Behält ein Ehepartner den bisherigen gemeinsamen gewöhnlichen Aufenthalt bei, so müssten ganz außergewöhnliche Umstände vorliegen, um eine engere Beziehung der Ehe zu einem anderen Recht als jenem des Aufenthaltsstaats annehmen zu können
GZ 4 Ob 151/23v 17.10.2023
OGH: Gem Art 3 Abs 1 HUP (Haager Unterhaltsprotokoll 2007) ist, sofern in diesem Protokoll nichts anderes bestimmt ist, für Unterhaltspflichten das Recht des Staats maßgebend, in dem die berechtigte Person ihren gewöhnlichen Aufenthalt hat. Nach Art 5 HUP findet Art 3 in Bezug auf Unterhaltspflichten zwischen Ehegatten, früheren Ehegatten oder Personen, deren Ehe für ungültig erklärt wurde, keine Anwendung, wenn eine der Parteien sich dagegen wendet und das Recht eines anderen Staats, insbesondere des Staats ihres letzten gemeinsamen gewöhnlichen Aufenthalts, zu der betreffenden Ehe eine engere Verbindung aufweist. In diesem Fall ist das Recht dieses anderen Staats anzuwenden.
Art 5 HUP lässt einen gewissen Ermessensspielraum des Rechtsanwenders offen, weil das Element der engeren Verbindung durch verschiedene Kriterien beeinflusst wird und der letzte gemeinsame Aufenthalt als eines dieser Merkmale lediglich Indizwirkung entfaltet („insbesondere“). Da es bereits Leitlinien des OGH zu dieser Bestimmung gibt, die auf den vorliegenden Fall übertragbar sind, käme eine Zulässigkeit des Rechtsmittels nur infrage, wenn das Rekursgericht von der Rsp des Höchstgerichts abgewichen wäre oder seinen Ermessensspielraum überschritten hätte. Beides ist hier nicht der Fall.
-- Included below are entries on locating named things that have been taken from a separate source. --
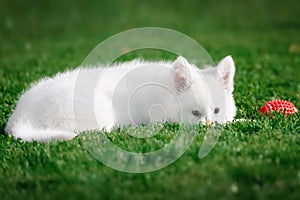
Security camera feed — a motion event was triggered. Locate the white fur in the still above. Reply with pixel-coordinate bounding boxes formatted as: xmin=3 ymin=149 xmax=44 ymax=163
xmin=5 ymin=56 xmax=236 ymax=141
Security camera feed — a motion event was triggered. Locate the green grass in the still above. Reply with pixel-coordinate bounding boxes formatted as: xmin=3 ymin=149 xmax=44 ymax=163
xmin=0 ymin=0 xmax=300 ymax=199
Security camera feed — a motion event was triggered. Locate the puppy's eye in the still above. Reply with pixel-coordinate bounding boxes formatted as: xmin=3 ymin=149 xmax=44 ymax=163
xmin=214 ymin=108 xmax=220 ymax=114
xmin=192 ymin=110 xmax=200 ymax=117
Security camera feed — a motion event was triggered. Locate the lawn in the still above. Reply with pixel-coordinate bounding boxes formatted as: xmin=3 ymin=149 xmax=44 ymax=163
xmin=0 ymin=0 xmax=300 ymax=199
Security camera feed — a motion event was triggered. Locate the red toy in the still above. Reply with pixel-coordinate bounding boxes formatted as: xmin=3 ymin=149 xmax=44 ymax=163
xmin=259 ymin=100 xmax=298 ymax=115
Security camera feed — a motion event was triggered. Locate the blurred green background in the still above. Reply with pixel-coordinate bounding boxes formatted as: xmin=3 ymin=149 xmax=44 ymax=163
xmin=0 ymin=0 xmax=300 ymax=199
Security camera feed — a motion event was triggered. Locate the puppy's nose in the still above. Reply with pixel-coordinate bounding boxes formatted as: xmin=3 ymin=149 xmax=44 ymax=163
xmin=206 ymin=119 xmax=212 ymax=126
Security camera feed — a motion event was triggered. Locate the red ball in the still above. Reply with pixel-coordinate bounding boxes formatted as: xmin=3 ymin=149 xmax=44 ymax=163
xmin=259 ymin=100 xmax=298 ymax=115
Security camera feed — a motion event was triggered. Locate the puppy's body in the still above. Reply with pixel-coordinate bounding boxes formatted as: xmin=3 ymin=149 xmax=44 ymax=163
xmin=5 ymin=57 xmax=236 ymax=141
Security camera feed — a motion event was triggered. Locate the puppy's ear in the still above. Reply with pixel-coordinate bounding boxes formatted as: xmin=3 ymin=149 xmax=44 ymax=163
xmin=172 ymin=56 xmax=192 ymax=92
xmin=217 ymin=56 xmax=235 ymax=93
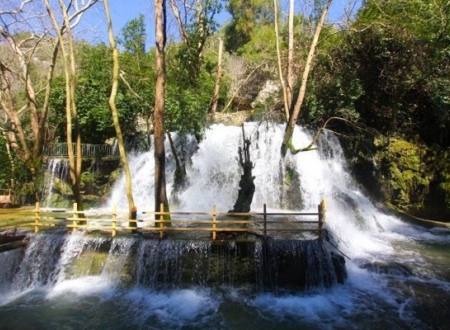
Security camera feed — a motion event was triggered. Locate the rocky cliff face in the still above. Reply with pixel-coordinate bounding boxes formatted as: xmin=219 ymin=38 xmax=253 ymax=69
xmin=344 ymin=138 xmax=450 ymax=221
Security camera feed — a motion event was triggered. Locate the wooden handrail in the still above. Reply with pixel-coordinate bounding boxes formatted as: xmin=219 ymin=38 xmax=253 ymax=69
xmin=9 ymin=201 xmax=326 ymax=240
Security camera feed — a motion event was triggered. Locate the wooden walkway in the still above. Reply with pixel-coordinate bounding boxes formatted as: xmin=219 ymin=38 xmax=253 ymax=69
xmin=0 ymin=201 xmax=326 ymax=240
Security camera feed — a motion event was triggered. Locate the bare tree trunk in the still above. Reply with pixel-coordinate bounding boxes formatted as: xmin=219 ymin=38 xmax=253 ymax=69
xmin=0 ymin=0 xmax=98 ymax=200
xmin=211 ymin=38 xmax=223 ymax=118
xmin=287 ymin=0 xmax=295 ymax=106
xmin=281 ymin=0 xmax=332 ymax=156
xmin=273 ymin=0 xmax=290 ymax=121
xmin=103 ymin=0 xmax=137 ymax=228
xmin=44 ymin=0 xmax=88 ymax=217
xmin=153 ymin=0 xmax=169 ymax=224
xmin=170 ymin=0 xmax=187 ymax=43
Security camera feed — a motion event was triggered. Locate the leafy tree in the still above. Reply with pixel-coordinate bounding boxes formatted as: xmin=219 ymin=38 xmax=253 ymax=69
xmin=225 ymin=0 xmax=273 ymax=52
xmin=348 ymin=0 xmax=450 ymax=146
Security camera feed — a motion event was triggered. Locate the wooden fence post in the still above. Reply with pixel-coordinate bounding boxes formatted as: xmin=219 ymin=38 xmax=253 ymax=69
xmin=263 ymin=204 xmax=267 ymax=240
xmin=72 ymin=203 xmax=78 ymax=233
xmin=111 ymin=204 xmax=117 ymax=237
xmin=34 ymin=202 xmax=41 ymax=233
xmin=159 ymin=203 xmax=164 ymax=238
xmin=318 ymin=199 xmax=326 ymax=239
xmin=212 ymin=205 xmax=217 ymax=241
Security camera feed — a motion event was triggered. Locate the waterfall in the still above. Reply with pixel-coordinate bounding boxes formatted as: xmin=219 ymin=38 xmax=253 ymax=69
xmin=108 ymin=123 xmax=412 ymax=257
xmin=41 ymin=158 xmax=69 ymax=207
xmin=0 ymin=123 xmax=450 ymax=330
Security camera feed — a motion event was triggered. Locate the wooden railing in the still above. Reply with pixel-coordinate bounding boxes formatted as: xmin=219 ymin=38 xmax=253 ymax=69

Im vorliegenden Fall hat die Antragstellerin ihren gewöhnlichen Aufenthalt in Österreich. Dort lag auch der letzte gemeinsame gewöhnliche Aufenthalt der Streitteile. Eine engere Verbindung der Ehe der Parteien zu dem Recht eines anderen Staats (hier: Polen) muss von einem gewissen Gewicht sein, damit eine Abweichung von der Grundsatzanknüpfung in Art 3 HUP gerechtfertigt ist, wobei hierfür die Umstände des Einzelfalls zu berücksichtigen sind. Umstände, die vor der Eheschließung oder nach der Trennung/Scheidung oder Ungültigerklärung liegen, bleiben für die Beurteilung der engeren Verbindung außer Betracht, weil auf Umstände der „betreffenden Ehe“ abzustellen ist. Hier könnte für eine engere Verbindung zum polnischen Recht nur der Umstand sprechen, dass beide Streitteile polnische Staatsbürger sind und in Polen geheiratet haben. Allerdings kommt dem gewöhnlichen Aufenthalt bereits nach dem Wortlaut des Art 5 HUP größere Bedeutung zu als der Staatsangehörigkeit der Ehepartner. Behält ein Ehepartner den bisherigen gemeinsamen gewöhnlichen Aufenthalt bei, so müssten ganz außergewöhnliche Umstände vorliegen, um eine engere Beziehung der Ehe zu einem anderen Recht als jenem des Aufenthaltsstaats annehmen zu können. Nach den Feststellungen haben die Streitteile den Großteil ihrer Ehe in Österreich verbracht und die Antragstellerin lebt nach wie vor hier. Die Anknüpfung der Vorinstanzen an österreichisches Recht ist daher iSd aufgezeigten Rsp vertretbar. Der Antragsgegner zeigt keine besonderen Umstände auf, die eine Anknüpfung an polnisches Recht geboten erscheinen ließen.